If we take the same 14% assumption, this would put AB Suncor bitumen input capacity around 440,000 bbl/d (U1+U2+35,000 @ SU EDM) and production around 408,000 bbl/d (some of which is already being sold as dilbit). If these figures are reasonable (some admitted heroic assumptions here) then there could be some additional room for bitumen from Fort Hills to be processed at one of these places. This, however, does not account for production increases at any of the pre-existing (Mackay, Firebag, Mine) projects nor does it make any assumptions around how much dilbit Suncor would prefer to sell.
Back to the Plumbing,
Thanks for reading, Lily.
Interesting catch. Not sure how that works unless they expect they can see an economic advantage from using their own bitumen in terms of the economics of the Fort Hills plant. Perhaps this is tied to being able to use the bitumen valuation methodology instead of market prices. In theory, if the royalty valuation works, they should be indifferent between selling the bitumen out of Fort Hills and buying market bitumen to run in their refineries vs. running their own bitumen sold non-arms-length.
Andrew — I thought this “offsets and keystone Summit” would be a great one for you to attend.
Just think, you can sit around with Tom Steyer’s folks, hold hands, and sing kumbaya: “Hot air it is, my lord, hot air it is…Alberta’s praying, my lord, but hot air it is… Alberta’s crying, my lord, but hot air it is…”

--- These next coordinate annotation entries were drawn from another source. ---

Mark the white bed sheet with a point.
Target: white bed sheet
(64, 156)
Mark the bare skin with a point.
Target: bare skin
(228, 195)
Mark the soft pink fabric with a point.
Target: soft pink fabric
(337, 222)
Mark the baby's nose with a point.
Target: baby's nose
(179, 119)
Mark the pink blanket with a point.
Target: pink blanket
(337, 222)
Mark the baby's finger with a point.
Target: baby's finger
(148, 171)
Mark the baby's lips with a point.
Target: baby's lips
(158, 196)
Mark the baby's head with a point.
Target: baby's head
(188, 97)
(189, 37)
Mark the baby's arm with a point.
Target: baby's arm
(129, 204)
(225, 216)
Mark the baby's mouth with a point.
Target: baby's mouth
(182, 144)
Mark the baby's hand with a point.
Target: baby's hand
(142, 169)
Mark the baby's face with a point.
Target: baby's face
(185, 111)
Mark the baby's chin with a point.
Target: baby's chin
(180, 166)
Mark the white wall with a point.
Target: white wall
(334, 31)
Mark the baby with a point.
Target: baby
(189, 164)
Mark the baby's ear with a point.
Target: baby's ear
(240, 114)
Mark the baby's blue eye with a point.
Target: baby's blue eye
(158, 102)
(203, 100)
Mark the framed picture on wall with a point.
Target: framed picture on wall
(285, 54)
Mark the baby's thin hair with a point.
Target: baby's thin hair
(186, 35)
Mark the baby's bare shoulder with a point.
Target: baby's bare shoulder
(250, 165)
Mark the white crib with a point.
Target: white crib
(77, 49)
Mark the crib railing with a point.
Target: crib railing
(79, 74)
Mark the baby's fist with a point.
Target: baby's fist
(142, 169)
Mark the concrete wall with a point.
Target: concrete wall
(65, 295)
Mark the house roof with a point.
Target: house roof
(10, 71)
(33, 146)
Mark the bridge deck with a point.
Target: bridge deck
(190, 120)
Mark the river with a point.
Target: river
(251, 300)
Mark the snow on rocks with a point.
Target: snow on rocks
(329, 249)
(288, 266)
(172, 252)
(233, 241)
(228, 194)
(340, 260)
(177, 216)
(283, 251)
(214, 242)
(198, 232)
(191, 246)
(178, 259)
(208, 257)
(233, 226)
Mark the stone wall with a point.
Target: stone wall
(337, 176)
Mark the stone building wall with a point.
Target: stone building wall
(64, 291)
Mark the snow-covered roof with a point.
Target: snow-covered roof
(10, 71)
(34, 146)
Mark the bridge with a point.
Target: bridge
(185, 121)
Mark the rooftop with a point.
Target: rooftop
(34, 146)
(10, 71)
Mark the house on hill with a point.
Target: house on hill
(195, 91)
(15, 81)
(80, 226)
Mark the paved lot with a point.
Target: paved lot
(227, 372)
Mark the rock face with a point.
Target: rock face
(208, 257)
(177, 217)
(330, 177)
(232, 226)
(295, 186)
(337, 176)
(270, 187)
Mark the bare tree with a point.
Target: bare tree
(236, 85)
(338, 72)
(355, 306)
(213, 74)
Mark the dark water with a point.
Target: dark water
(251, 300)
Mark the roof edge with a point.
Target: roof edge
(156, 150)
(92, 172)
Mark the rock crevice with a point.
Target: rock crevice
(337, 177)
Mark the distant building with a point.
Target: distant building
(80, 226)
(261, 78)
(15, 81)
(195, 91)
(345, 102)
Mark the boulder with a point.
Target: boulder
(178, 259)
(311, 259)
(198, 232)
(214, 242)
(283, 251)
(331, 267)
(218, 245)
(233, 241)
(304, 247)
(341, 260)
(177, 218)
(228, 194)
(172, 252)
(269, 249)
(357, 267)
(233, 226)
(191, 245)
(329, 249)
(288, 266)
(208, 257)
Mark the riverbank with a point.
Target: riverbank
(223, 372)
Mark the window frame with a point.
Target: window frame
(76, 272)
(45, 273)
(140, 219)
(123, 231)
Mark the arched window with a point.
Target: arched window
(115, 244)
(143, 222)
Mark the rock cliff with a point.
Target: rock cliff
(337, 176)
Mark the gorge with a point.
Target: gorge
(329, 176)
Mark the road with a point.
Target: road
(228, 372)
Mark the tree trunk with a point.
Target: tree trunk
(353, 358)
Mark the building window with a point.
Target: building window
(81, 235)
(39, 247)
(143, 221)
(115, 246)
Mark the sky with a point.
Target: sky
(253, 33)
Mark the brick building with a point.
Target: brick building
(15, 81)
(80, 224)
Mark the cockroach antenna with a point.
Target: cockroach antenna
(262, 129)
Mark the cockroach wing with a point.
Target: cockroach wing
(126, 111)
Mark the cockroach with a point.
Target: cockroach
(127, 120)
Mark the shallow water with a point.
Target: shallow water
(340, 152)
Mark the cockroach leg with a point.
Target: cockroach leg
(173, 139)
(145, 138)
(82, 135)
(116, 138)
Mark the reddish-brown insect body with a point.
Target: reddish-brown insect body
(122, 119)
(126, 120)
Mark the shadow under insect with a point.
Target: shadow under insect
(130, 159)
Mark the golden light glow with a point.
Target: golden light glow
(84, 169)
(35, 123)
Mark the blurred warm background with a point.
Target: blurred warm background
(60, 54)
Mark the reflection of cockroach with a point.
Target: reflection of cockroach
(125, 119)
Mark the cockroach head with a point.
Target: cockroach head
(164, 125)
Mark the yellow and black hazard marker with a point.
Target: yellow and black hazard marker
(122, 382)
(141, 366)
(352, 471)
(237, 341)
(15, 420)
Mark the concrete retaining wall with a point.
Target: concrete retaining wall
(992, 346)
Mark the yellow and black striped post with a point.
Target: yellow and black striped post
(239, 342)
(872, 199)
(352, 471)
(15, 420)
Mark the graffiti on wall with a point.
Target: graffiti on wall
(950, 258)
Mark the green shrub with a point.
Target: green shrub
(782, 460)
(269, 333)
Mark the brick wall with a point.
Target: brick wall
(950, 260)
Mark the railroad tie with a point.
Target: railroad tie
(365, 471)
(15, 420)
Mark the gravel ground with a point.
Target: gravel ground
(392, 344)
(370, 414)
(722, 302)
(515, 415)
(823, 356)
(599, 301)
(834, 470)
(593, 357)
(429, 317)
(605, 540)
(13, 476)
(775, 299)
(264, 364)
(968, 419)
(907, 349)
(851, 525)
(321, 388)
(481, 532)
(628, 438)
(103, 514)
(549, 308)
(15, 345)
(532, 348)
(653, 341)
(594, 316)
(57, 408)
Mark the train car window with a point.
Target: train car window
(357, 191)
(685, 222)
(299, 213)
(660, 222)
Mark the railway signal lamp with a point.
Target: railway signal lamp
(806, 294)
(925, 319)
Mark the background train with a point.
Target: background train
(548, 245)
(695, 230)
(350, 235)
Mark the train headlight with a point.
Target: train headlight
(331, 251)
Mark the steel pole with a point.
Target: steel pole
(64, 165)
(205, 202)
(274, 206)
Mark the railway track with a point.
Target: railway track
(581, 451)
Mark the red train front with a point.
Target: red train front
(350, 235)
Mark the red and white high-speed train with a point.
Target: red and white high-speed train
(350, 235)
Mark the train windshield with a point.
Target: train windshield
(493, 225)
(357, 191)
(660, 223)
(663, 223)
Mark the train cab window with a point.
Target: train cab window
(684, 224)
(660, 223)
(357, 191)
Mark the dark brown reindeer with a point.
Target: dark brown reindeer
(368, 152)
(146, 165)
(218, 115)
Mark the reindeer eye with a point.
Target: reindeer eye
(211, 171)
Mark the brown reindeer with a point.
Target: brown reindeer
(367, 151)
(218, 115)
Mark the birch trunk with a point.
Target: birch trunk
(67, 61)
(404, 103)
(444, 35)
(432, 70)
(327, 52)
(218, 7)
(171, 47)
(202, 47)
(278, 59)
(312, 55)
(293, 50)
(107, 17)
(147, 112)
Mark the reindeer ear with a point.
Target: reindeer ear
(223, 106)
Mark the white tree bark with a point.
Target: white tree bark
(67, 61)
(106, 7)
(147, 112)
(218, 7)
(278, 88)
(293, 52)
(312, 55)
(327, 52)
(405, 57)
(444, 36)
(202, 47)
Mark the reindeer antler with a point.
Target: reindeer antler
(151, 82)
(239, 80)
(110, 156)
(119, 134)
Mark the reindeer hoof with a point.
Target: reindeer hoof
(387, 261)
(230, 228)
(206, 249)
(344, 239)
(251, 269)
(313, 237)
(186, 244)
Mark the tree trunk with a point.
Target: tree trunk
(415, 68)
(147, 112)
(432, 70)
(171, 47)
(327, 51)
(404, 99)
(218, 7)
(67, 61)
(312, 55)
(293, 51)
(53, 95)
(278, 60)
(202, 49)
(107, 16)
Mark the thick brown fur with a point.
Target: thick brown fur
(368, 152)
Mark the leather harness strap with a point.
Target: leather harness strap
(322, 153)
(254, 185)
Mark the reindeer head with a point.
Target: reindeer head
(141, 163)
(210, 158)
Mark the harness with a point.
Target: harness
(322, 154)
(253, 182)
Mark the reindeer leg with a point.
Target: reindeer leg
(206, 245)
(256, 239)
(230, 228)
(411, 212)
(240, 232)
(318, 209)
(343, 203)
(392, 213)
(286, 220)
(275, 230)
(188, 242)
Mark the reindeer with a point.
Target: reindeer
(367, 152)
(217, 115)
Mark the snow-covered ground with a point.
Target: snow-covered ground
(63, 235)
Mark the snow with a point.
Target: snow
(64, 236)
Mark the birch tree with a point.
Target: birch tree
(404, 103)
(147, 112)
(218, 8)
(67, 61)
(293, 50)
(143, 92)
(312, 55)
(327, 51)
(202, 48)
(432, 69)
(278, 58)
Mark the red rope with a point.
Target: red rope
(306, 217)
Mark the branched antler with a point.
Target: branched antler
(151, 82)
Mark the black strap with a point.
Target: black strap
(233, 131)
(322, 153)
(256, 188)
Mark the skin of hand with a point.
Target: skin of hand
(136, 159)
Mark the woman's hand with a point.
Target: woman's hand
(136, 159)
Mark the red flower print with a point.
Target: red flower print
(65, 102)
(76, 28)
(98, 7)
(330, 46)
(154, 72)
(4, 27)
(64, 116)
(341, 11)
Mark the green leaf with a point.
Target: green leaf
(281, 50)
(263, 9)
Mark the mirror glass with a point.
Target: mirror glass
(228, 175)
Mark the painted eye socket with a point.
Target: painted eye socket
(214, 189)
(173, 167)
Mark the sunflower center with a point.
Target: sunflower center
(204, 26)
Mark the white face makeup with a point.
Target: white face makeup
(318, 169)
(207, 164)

Thanks Chris. I’ll try to make it.
Could you explain a bit on why “if the royalty valuation works, they should be indifferent between selling the bitumen out of Fort Hills and buying market bitumen to run in their refineries vs. running their own bitumen sold non-arms-length.”, as you said in your previous reply to Lily?
Thank you very much!
The royalty valuation for bitumen is supposed to reflect what the bitumen would be worth in the market, to assess it for royalty purposes when it’s sold to a non-arms-length party (i.e. to themselves). So, if it’s working correctly, the mine should not be paying significantly different royalties if it’s providing bitumen for internal operations as if it’s doing so for market. There may be some tax differences, but royalty-wise it should be the same.
Thanks for your explanation. I see that the bitumen would be worth the same in the market as in selling to a non-arms-length party if royalty valuation works.
The tricky thing, however, is that by including “integration with Suncor downstream” to generate the 13% IRR, Suncor may add the value, created from turning bitumen into SCO/diesel, on the Fort Hills project valuation. Therefore, they got higher IRR than your did. Am I right?